Natalie Clein - (The) Romantic Cello

There’s a lot riding on this for EMI’s new star cellist, but she passes the test

Author: 
DuncanDruce

Natalie Clein - (The) Romantic Cello

  • Sonata for Cello and Piano
  • Introduction and Polonaise brillant
  • Sonata for Cello and Piano
  • Vocalise

Both sonatas can suffer in performance from a sense of imbalance – these great pianist-composers wrote elaborate parts that in places can easily swamp the cello. This doesn’t happen here, however, for several reasons. First, the recording always keeps the cello firmly in focus, yet without sacrificing a natural perspective. Charles Owen has an admirably light touch, playing with great sensitivity whenever there’s a danger of piano domination, but is able to adopt a formidable presence in virtuoso passages like the wonderfully stormy transition in the Rachmaninov second movement, leading back to the Scherzo’s repeat.

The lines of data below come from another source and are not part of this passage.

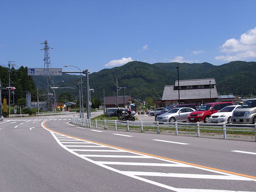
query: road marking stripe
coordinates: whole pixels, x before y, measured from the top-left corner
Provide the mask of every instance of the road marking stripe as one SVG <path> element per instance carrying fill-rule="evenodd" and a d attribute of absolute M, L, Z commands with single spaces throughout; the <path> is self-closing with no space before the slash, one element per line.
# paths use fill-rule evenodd
<path fill-rule="evenodd" d="M 104 164 L 122 165 L 140 165 L 142 166 L 159 166 L 163 167 L 193 167 L 189 165 L 171 163 L 137 163 L 134 162 L 121 162 L 120 161 L 96 161 Z"/>
<path fill-rule="evenodd" d="M 238 153 L 247 153 L 248 154 L 252 154 L 252 155 L 256 155 L 256 153 L 253 152 L 248 152 L 248 151 L 231 151 L 233 152 L 238 152 Z"/>
<path fill-rule="evenodd" d="M 123 158 L 142 158 L 150 159 L 153 158 L 149 156 L 132 156 L 132 155 L 81 155 L 83 157 L 117 157 Z"/>
<path fill-rule="evenodd" d="M 235 175 L 239 175 L 239 176 L 243 176 L 243 177 L 247 177 L 248 178 L 251 178 L 253 179 L 256 179 L 256 177 L 255 177 L 255 176 L 252 176 L 251 175 L 245 175 L 245 174 L 241 174 L 241 173 L 236 173 L 236 172 L 232 172 L 225 171 L 225 170 L 221 170 L 221 169 L 215 169 L 215 168 L 213 168 L 212 167 L 207 167 L 206 166 L 204 166 L 203 165 L 198 165 L 198 164 L 194 164 L 191 163 L 188 163 L 188 162 L 184 162 L 184 161 L 179 161 L 178 160 L 176 160 L 175 159 L 170 159 L 170 158 L 167 158 L 166 157 L 161 157 L 161 156 L 154 155 L 151 155 L 151 154 L 147 154 L 147 153 L 142 153 L 142 152 L 140 152 L 139 151 L 136 151 L 131 150 L 130 150 L 130 149 L 125 149 L 125 148 L 124 148 L 119 147 L 115 147 L 114 146 L 112 146 L 112 145 L 108 145 L 107 144 L 103 144 L 103 143 L 100 143 L 100 142 L 96 142 L 96 141 L 90 141 L 90 140 L 85 140 L 85 139 L 81 139 L 81 138 L 77 138 L 77 137 L 73 137 L 72 136 L 69 136 L 69 135 L 66 135 L 66 134 L 64 134 L 64 133 L 60 133 L 60 132 L 59 132 L 55 131 L 53 131 L 53 130 L 52 130 L 51 129 L 49 129 L 49 128 L 47 128 L 47 127 L 46 127 L 45 126 L 45 125 L 44 125 L 44 123 L 45 123 L 45 122 L 46 122 L 46 121 L 44 121 L 44 122 L 42 122 L 42 126 L 44 128 L 46 129 L 47 129 L 47 130 L 48 130 L 49 131 L 52 131 L 52 132 L 55 132 L 55 133 L 60 133 L 60 134 L 62 134 L 62 135 L 66 135 L 66 136 L 68 136 L 68 137 L 72 137 L 72 138 L 74 138 L 74 139 L 77 139 L 77 140 L 84 140 L 84 141 L 88 141 L 88 142 L 91 142 L 93 143 L 96 143 L 96 144 L 99 144 L 100 145 L 104 145 L 105 146 L 107 146 L 108 147 L 113 147 L 113 148 L 118 148 L 118 149 L 122 149 L 122 150 L 125 150 L 127 151 L 130 151 L 130 152 L 134 152 L 134 153 L 138 153 L 138 154 L 141 154 L 141 155 L 147 155 L 147 156 L 151 156 L 151 157 L 152 157 L 152 158 L 155 157 L 155 158 L 159 158 L 159 159 L 165 159 L 165 160 L 169 160 L 169 161 L 173 161 L 173 162 L 176 162 L 179 163 L 183 163 L 183 164 L 188 164 L 188 165 L 192 165 L 192 166 L 195 166 L 195 167 L 199 167 L 199 168 L 203 168 L 203 169 L 207 169 L 211 170 L 212 170 L 212 171 L 215 171 L 219 172 L 221 172 L 222 173 L 228 173 L 228 174 L 232 174 Z M 141 157 L 139 157 L 139 158 L 141 158 Z M 87 160 L 88 161 L 90 161 L 90 162 L 92 162 L 92 160 L 91 160 L 87 159 Z M 102 166 L 103 167 L 104 167 L 104 166 Z M 112 169 L 109 168 L 108 167 L 108 168 L 105 167 L 105 168 L 107 168 L 107 169 L 110 169 L 110 170 L 112 170 Z M 114 170 L 114 169 L 113 169 L 113 170 L 114 171 L 115 171 L 115 172 L 119 172 L 116 171 L 115 169 L 115 170 Z M 155 182 L 155 181 L 151 181 L 151 180 L 148 180 L 148 179 L 147 179 L 141 178 L 140 178 L 140 177 L 136 177 L 136 176 L 130 176 L 130 177 L 132 177 L 132 178 L 136 179 L 138 179 L 138 180 L 140 180 L 145 181 L 145 182 L 147 182 L 148 183 L 151 183 L 151 184 L 153 184 L 154 185 L 157 185 L 157 186 L 161 186 L 161 187 L 164 187 L 164 188 L 166 188 L 171 189 L 172 189 L 172 190 L 173 189 L 176 189 L 176 188 L 173 188 L 173 187 L 170 187 L 170 186 L 168 186 L 166 185 L 164 185 L 164 184 L 161 184 L 160 185 L 160 184 L 159 184 L 159 183 L 157 183 L 157 182 Z"/>
<path fill-rule="evenodd" d="M 189 143 L 179 143 L 179 142 L 174 142 L 174 141 L 165 141 L 164 140 L 159 140 L 159 139 L 152 139 L 154 141 L 163 141 L 163 142 L 167 142 L 167 143 L 177 143 L 177 144 L 181 144 L 181 145 L 189 145 Z"/>
<path fill-rule="evenodd" d="M 118 134 L 117 133 L 113 133 L 112 135 L 121 135 L 121 136 L 125 136 L 125 137 L 133 137 L 131 135 L 122 135 L 122 134 Z"/>

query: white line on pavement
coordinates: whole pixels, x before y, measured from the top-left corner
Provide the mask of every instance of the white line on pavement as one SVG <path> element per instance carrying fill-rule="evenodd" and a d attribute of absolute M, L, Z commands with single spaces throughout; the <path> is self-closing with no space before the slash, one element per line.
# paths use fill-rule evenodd
<path fill-rule="evenodd" d="M 238 153 L 247 153 L 248 154 L 252 154 L 252 155 L 256 155 L 256 153 L 253 152 L 248 152 L 247 151 L 231 151 L 233 152 L 238 152 Z"/>
<path fill-rule="evenodd" d="M 131 135 L 122 135 L 121 134 L 118 134 L 117 133 L 113 133 L 112 135 L 121 135 L 121 136 L 125 136 L 125 137 L 133 137 Z"/>
<path fill-rule="evenodd" d="M 154 141 L 163 141 L 163 142 L 167 142 L 167 143 L 176 143 L 177 144 L 181 144 L 181 145 L 189 145 L 189 143 L 179 143 L 179 142 L 174 142 L 174 141 L 165 141 L 164 140 L 159 140 L 159 139 L 152 139 Z"/>

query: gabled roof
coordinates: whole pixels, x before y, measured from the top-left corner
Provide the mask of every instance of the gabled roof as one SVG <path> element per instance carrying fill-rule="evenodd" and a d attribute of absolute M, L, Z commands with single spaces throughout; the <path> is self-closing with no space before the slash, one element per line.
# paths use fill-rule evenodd
<path fill-rule="evenodd" d="M 216 85 L 215 79 L 189 79 L 188 80 L 180 80 L 180 86 L 188 86 L 189 85 L 208 85 L 211 81 L 211 84 Z M 175 86 L 178 86 L 178 81 L 175 82 Z"/>
<path fill-rule="evenodd" d="M 174 90 L 174 85 L 165 85 L 163 94 L 162 100 L 178 100 L 179 90 Z M 195 99 L 210 98 L 210 88 L 180 89 L 180 99 Z M 215 86 L 211 88 L 211 98 L 218 98 Z"/>
<path fill-rule="evenodd" d="M 124 95 L 124 103 L 127 103 L 128 101 L 131 100 L 132 96 L 131 95 Z M 105 97 L 105 105 L 112 105 L 116 103 L 116 96 Z M 118 103 L 119 104 L 124 104 L 124 96 L 118 96 Z"/>

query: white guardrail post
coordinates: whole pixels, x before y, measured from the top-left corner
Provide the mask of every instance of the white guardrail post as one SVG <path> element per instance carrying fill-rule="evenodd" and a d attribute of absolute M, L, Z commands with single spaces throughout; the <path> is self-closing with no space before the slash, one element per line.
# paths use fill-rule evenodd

Second, Natalie Clein is such a communicative player that we feel compelled to follow her line. Her tone is generally warm and expressive, but capable of receding to a chilly senza vibrato – as for the second subject of the Chopin finale – or rising to considerable intensity. She has, moreover, a splendid knack of achieving expressive emphasis for one or two notes in a phrase, by using subtle variations of vibrato or bow pressure to change the tone-colour. Maybe, in the Chopin Largo, she overdoes some of the dynamic contrasts; our attention is drawn rather too strongly to her at several moments where it’s the piano that has the principal voice. But whenever the cello is given long, sustained melodies – as in the trios of both Scherzos, and the second theme of the Rachmaninov finale – the effect is quite glorious. It’s a well planned programme, too; the Polonaise providing a sparkling interlude between the two intense, romantic G minor sonatas, and the Vocalise making a haunting encore.